(RxWiki News) Caring for a child with developmental or brain disorders presents challenges. One of these challenges may include sleeping problems. A common supplement may help a little.
A recent study found that melatonin helped children fall asleep faster if they had neurodevelopmental-related sleep problems. But they only got a little bit additional sleep overall.
"Ask your pediatrician about your child's sleep issues."
The study, led by Paul Gringras, a professor in pediatric sleep and neurodisability at King's College London and Evelina Children's Hospital in London, aimed to find out whether melatonin could help children with neurodevelopment disorders who had severe sleep issues as well.
The 12-week trial involved 146 children aged 3 to 15 who all had neurological or developmental disorders and some kind of severe sleep problem.
The children either did not fall asleep within an hour of lights out or else got less than 6 hours of continuous sleep and did not respond to sleep behavior suggestions provided to the parents before the study.
At 45 minutes before bedtime, half the children received melatonin, a manmade version of the hormone that human bodies release when it's bedtime, and half received a placebo (fake pill).
The children receiving melatonin initially got 0.5mg pills, which was gradually increased to 2 mg, 6 mg and/or 12 mg, depending on how they responded to the treatment.
Using parents' sleep diaries and actigraphs – watch-like devices to measure movement – the researchers assessed the children's total sleep time after three months.
Those taking melatonin gained an average 22 minutes according to parents' sleep diaries, or 13 minutes according to the actigraphs.
The melatonin also helped the children fall asleep faster by an average of 38 minutes according to the parents or an average 45 minutes according to the actigraphs.
The children who took melatonin, however, woke up an average 30 minutes earlier than those who took the placebo.
When the researchers assessed any changes in the children's behavior or family functioning, they found that both improved a little among the children who had taken melatonin, but the improvement was very small and possibly may have been due to chance.
The children were also very slightly less sleepy during the day, based on a standard sleepiness scale, but the improvement was again very small.
Although the sleep gains were not huge, they are a step in the right direction, according to William Kohler, the Medical Director of the Florida Sleep Institute in Spring Hill, Florida and Director of Pediatric Sleep Services at Florida Hospital Tampa.

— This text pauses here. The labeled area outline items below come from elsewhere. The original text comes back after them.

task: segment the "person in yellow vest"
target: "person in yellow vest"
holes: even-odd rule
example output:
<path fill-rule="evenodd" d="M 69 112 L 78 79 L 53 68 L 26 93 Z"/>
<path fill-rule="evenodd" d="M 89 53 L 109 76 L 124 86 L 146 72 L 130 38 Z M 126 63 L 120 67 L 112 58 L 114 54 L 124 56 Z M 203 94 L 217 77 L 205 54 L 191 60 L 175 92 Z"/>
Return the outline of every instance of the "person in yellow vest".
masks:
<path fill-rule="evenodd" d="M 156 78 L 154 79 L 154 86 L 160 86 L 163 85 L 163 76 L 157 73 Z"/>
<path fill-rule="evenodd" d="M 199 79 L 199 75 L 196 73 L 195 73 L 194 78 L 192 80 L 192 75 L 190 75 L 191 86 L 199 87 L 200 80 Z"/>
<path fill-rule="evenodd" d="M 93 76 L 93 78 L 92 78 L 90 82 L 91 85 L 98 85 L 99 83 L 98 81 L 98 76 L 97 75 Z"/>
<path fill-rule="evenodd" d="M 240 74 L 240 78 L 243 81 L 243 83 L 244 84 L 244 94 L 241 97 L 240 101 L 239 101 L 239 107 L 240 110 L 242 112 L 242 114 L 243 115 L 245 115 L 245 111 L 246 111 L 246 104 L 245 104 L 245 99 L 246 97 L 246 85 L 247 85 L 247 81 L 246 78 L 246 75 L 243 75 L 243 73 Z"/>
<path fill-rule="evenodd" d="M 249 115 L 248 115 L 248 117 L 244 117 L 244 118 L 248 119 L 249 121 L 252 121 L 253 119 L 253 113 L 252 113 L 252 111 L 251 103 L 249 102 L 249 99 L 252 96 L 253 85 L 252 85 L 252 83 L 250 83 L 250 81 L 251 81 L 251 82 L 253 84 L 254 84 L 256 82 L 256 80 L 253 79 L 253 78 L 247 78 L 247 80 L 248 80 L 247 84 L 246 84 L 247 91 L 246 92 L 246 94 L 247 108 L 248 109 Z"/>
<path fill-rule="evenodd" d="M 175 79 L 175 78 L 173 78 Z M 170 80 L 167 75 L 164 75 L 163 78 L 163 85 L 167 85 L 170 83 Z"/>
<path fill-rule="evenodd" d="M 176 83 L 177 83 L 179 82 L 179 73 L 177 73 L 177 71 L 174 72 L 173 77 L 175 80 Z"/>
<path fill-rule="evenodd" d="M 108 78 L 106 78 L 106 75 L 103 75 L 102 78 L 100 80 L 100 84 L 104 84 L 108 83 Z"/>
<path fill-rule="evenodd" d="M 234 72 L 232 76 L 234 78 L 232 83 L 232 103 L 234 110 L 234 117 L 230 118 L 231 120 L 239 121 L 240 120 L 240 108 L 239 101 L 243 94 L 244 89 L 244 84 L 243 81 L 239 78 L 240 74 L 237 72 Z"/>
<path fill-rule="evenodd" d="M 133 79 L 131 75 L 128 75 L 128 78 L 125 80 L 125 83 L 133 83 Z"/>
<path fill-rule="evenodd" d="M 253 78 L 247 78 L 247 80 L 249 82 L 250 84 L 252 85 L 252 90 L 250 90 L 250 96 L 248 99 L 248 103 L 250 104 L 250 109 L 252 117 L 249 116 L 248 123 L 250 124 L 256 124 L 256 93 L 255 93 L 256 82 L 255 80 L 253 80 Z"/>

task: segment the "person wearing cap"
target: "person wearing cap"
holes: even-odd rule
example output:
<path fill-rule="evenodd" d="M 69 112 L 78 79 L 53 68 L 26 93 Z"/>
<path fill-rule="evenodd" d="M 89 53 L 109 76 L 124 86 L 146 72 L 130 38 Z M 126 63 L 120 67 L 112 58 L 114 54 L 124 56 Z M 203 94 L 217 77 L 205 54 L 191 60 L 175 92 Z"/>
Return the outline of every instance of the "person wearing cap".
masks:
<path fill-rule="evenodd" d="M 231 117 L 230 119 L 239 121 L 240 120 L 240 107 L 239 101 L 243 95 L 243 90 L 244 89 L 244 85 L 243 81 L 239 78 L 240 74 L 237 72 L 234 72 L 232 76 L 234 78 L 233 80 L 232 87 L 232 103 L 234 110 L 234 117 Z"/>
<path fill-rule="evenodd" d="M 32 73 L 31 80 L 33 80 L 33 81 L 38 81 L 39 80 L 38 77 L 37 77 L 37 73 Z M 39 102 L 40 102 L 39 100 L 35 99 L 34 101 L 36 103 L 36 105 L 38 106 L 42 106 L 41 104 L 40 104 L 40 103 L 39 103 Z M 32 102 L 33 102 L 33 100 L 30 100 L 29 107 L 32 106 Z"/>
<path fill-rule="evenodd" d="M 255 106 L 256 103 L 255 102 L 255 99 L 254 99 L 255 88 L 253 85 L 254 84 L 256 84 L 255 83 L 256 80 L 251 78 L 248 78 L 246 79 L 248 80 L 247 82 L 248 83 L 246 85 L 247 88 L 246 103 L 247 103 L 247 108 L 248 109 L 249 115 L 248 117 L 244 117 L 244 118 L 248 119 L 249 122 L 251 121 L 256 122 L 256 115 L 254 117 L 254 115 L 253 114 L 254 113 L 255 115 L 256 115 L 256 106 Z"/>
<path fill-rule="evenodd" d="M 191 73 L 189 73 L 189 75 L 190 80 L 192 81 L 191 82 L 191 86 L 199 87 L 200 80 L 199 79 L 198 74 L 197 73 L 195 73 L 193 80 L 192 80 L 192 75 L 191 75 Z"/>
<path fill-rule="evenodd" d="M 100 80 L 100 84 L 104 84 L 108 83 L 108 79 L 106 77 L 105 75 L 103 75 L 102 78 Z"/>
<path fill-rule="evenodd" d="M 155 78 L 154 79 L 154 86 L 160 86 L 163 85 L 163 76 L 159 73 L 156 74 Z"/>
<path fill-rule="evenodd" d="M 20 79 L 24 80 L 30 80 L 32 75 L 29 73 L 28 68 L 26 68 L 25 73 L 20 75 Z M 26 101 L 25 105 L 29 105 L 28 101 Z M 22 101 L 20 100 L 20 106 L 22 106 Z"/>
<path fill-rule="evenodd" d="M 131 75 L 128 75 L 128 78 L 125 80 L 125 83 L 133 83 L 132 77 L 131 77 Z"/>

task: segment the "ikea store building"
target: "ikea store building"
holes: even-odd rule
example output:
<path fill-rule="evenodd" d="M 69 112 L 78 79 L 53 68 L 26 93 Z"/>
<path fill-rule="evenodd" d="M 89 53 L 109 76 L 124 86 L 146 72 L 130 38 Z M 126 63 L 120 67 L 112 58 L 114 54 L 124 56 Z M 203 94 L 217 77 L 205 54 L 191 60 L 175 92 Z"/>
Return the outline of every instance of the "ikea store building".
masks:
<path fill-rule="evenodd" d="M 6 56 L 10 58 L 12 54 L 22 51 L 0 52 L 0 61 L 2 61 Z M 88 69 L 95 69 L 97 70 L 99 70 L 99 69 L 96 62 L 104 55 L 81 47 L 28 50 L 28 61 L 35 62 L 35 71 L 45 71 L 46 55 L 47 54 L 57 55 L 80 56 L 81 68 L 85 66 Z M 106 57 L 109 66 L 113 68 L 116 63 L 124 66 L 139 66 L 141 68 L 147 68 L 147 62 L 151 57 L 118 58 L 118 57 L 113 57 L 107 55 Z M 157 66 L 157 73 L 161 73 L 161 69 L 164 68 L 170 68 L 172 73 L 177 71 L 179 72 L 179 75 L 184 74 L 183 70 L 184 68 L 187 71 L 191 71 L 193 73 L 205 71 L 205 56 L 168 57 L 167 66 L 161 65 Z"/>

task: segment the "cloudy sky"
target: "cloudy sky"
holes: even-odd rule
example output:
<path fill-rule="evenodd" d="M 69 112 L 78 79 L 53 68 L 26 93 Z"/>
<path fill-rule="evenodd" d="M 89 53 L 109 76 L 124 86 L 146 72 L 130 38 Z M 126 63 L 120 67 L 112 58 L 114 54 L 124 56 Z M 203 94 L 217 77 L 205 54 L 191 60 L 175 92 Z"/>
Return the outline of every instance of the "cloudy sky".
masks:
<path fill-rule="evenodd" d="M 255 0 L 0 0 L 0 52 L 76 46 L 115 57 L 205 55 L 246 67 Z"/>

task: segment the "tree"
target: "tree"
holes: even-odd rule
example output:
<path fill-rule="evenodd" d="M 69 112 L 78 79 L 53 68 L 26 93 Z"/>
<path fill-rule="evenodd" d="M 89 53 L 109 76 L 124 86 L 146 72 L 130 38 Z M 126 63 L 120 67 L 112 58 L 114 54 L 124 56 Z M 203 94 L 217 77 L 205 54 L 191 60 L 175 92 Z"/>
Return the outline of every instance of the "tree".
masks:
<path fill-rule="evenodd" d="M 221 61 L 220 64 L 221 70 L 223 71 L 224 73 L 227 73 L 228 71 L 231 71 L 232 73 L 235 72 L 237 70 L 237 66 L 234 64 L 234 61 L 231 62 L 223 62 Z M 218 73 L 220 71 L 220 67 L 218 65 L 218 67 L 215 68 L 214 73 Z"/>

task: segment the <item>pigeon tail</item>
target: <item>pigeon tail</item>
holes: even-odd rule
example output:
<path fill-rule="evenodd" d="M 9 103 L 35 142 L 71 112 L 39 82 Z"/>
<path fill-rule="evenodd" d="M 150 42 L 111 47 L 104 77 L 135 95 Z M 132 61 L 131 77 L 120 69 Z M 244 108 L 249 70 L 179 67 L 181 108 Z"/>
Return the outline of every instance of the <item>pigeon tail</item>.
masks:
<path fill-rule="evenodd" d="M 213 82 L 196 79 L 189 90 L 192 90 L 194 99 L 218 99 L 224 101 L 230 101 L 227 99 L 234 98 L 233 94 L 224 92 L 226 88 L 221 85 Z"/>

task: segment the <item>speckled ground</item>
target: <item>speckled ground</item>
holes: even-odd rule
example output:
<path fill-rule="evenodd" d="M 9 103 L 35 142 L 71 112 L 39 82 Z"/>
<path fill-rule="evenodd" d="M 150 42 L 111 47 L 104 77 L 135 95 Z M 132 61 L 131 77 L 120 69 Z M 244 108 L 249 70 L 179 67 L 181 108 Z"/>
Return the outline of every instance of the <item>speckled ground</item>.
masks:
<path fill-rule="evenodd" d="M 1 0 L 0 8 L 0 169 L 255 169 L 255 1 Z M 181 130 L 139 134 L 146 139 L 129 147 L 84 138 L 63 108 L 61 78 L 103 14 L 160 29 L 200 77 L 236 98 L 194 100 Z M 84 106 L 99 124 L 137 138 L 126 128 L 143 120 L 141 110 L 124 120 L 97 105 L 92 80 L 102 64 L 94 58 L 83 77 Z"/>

"Children with neurodevelopment disorders are particularly prone to have sleep problems, typically insomnia," Dr. Kohler said. "This study is encouraging as far as showing improvement in children with these disorders."
He said that even though the authors downplayed the increased amount of sleep time, it is encouraging because this group of children is so difficult to treat.
The study's results mean that there may be potential for using melatonin successfully for these children. Perhaps tweaking the melatonin administration, such as giving it earlier, is a possibility.
Similar side effects were reported in both groups of children and were mild.
The study did not test slow-release melatonin pills or combined pills with other medications.
The study was published November 5 in the journal BMJ. The study was funded by the NIHR Health Technology Assessment program. The authors declared no conflicts of interest.